Tissue distribution and secretion
PGLYRP3 has similar expression to PGLYRP4 (peptidoglycan recognition protein 4) but not identical. PGLYRP3 is constitutively expressed in the skin, in the eye, and in the mucous membranes in the tongue, throat, and esophagus, and at a much lower level in the remaining parts of the intestinal tract.Bacteria and their products increase the expression of PGLYRP3 in keratinocytes and oral epithelial cells. Mouse PGLYRP3 is also differentially expressed in the developing brain and this expression is influenced by the intestinal microbiome. PGLYRP3 is secreted and forms disulfide-linked dimers.
Structure
PGLYRP3, similar to PGLYRP4, has two peptidoglycan-binding type 2 amidase domains (also known as PGRP domains), which are not identical (have 38% amino acid identity in humans) and do not have amidase enzymatic activity. PGLYRP3 is secreted, it is glycosylated, and its glycosylation is required for its bactericidal activity. PGLYRP3 forms disulfide-linked homodimers, but when expressed in the same cells with PGLYRP4, it forms PGLYRP3:PGLYRP4 disulfide-linked heterodimers.
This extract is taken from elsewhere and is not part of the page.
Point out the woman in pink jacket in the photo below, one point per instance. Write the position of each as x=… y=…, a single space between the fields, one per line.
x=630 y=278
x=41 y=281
The C-terminal peptidoglycan-binding domain of human PGLYRP3 has been crystallized and its structure solved and is similar to human PGLYRP1. PGLYRP3 C-terminal PGRP domain contains a central β-sheet composed of five β-strands and three α-helices and N-terminal segment unique to PGRPs and not found in bacteriophage and prokaryotic amidases.
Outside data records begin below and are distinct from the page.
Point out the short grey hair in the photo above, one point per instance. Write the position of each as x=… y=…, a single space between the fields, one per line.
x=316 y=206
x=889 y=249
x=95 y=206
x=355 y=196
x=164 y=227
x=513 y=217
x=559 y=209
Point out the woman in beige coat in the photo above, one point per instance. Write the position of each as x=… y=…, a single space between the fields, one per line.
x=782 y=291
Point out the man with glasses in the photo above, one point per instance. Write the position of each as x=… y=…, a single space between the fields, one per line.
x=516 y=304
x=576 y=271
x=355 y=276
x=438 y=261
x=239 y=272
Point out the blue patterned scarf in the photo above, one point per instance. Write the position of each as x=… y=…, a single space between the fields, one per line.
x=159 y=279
Human PGLYRP3 C-terminal PGRP domain, similar to PGLYRP1, has three pairs of cysteines, which form three disulfide bonds at positions 178–300, 194–238, and 214–220. The Cys214–Cys220 disulfide is broadly conserved in invertebrate and vertebrate PRGPs, the Cys178–Cys300 disulfide is conserved in all mammalian PGRPs, and the Cys194–238 disulfide is unique to mammalian PGLYRP1, PGLYRP3, and PGLYRP4, but not found in the amidase-active PGLYRP2. The structures of the entire PGLYRP3 molecule (with two PGRP domains) and of the disulfide-linked dimer are unknown.
PGLYRP3 C-terminal PGRP domain contains peptidoglycan-binding site, which is a long cleft whose walls are formed by α-helix and five β-loops and the floor by a β-sheet. This site binds muramyl-tripeptide (MurNAc-L-Ala-D-isoGln-L-Lys), but can also accommodate larger peptidoglycan fragments, such as disaccharide-pentapeptide. Located opposite the peptidoglycan-binding cleft is a large hydrophobic groove, formed by residues 177–198 (the PGRP-specific segment).
Functions
The PGLYRP3 protein plays an important role in the innate immune responses.
Peptidoglycan binding
PGLYRP3 binds peptidoglycan, a polymer of β(1-4)-linked N-acetylglucosamine (GlcNAc) and N-acetylmuramic acid (MurNAc) cross-linked by short peptides, the main component of bacterial cell wall. The smallest peptidoglycan fragment that binds to human PGLYRP3 is MurNAc-tripeptide (MurNAc-L-Ala-D-isoGln-L-Lys), which binds with low affinity (Kd = 4.5 x 10−4 M), whereas a larger fragment, MurNAc-pentapeptide (MurNAc-L-Ala-γ-D-Gln-L-Lys-D-Ala-D-Ala), binds with higher affinity (Kd = 6 x 10-6 M). Human PGLYRP3, in contrast to PGLYRP1, does not bind meso-diaminopimelic acid (m-DAP) containing fragment (MurNAc-L-Ala-γ-D-Gln-DAP-D-Ala-D-Ala).m-DAP is present in the third position of peptidoglycan peptide in Gram-negative bacteria and Gram-positive bacilli, whereas L-lysine is in this position in peptidoglycan peptide in Gram-positive cocci. Thus, PGLYRP3 C-terminal PGRP domain has a preference for binding peptidoglycan fragments from Gram-positive cocci. Binding of MurNAc-pentapeptide induces structural rearrangements in the binding site that are essential for entry of the ligand and locks the ligand in the binding cleft. The fine specificity of the PGLYRP3 N-terminal PGRP domain is not known.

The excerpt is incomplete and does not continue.